MAdem Aleviliği kabul edip hayatlarına uygulamak gayesindeler bunca yüksek gelir sağlayan işlerin altına imza atanlar neden bir alevi akademisi yada fakültesi ve buna benzer modern eğitim verecek ilmi kaynağıyla insanları aydınlatacak kurumlar inşaa etmiyorlar.

Ramazanda ki orucun Alevi inanç ve geleneğinde olmadığı şuan ki Alevi vatandaşının kişisel görüşüyle açıklanamaz.
Burada belirleyici kaynak Kuran ve Ehli Beyttir.
bundan gayrısı bizi ilgilendirmez. ZAten bugün İslamın çeşitli fırkalara ayrılmasının nedenide Kuran ve Ehli Beytten uzaklaşıp kişisel düşüncelerin İslam diye yutturulmaya çalışılması değilmi.

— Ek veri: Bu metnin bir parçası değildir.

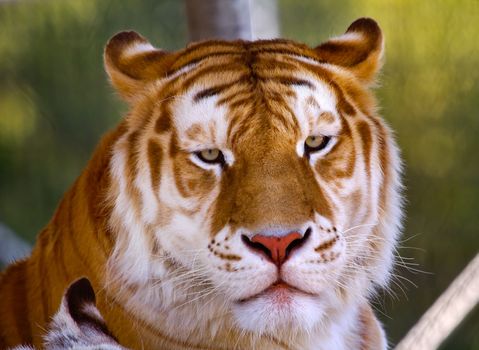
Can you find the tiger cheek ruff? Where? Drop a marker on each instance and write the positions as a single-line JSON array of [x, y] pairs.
[[249, 199]]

Semah, müzik, kadın erkek birlikte ibadet gibi uygulamaların camide olamaycağı nedeniyle camide ibadet etmedikleri ise sadece bir hedef saptırma.

Diyemiyormusunuzki İmam Ali(a.s)'a minberlerde hakaret ettiren Muaviyenin zamanında Ehli Beyt dostlarının sırf bu sebepten buralara gitmemiştir.
Belki o dönemde onlara dinsiz, kafir denilmişti.
ama onlar biliyorduki bu hakarete maruz kalan kişi İmametin babası Peygamberin damadı, vasisi, emirel müminin Ali(a.s) dır
Bunu diyecek kadar cesur olamazlar. Çünki onlarda muaviyenin sofrasından faydalanmaktadır.
Alinin arkasında ibadet edip muaviyenin sofrasından yiyenlere lanet olsun.

Kerbela şehitlerinin kişiliğinde tüm mazlumlar için oruç tutmak ise tam bir komedi.
Oruç sadece Allah rızası içindir. MAzlum zalim falan orucun belirleyici unsuru değildir.
Allahın yasak etmediği bir günde oruç tutmanın ne zararı olabilir.
Tabiki olmaz. İmam Huseyinin kişiliğini tanıyorlarsa o zaman bu kişilik üzerine biraz daha yoğunlaşmak gerekir. İmam Huseyin (a.s) 'ın kimlere karşı nasıl bir mücadele yürüttüğünü anlamak için akıl yormalıyız.
Yoksa mazlumu oynayıp kendimizi acındırmak için değil.

ALLAHA EMANET OLUN.
Eğer iman etmiyor ve Allahtanda korkmuyorsanız bari şu dünyada özgür kişiler olun.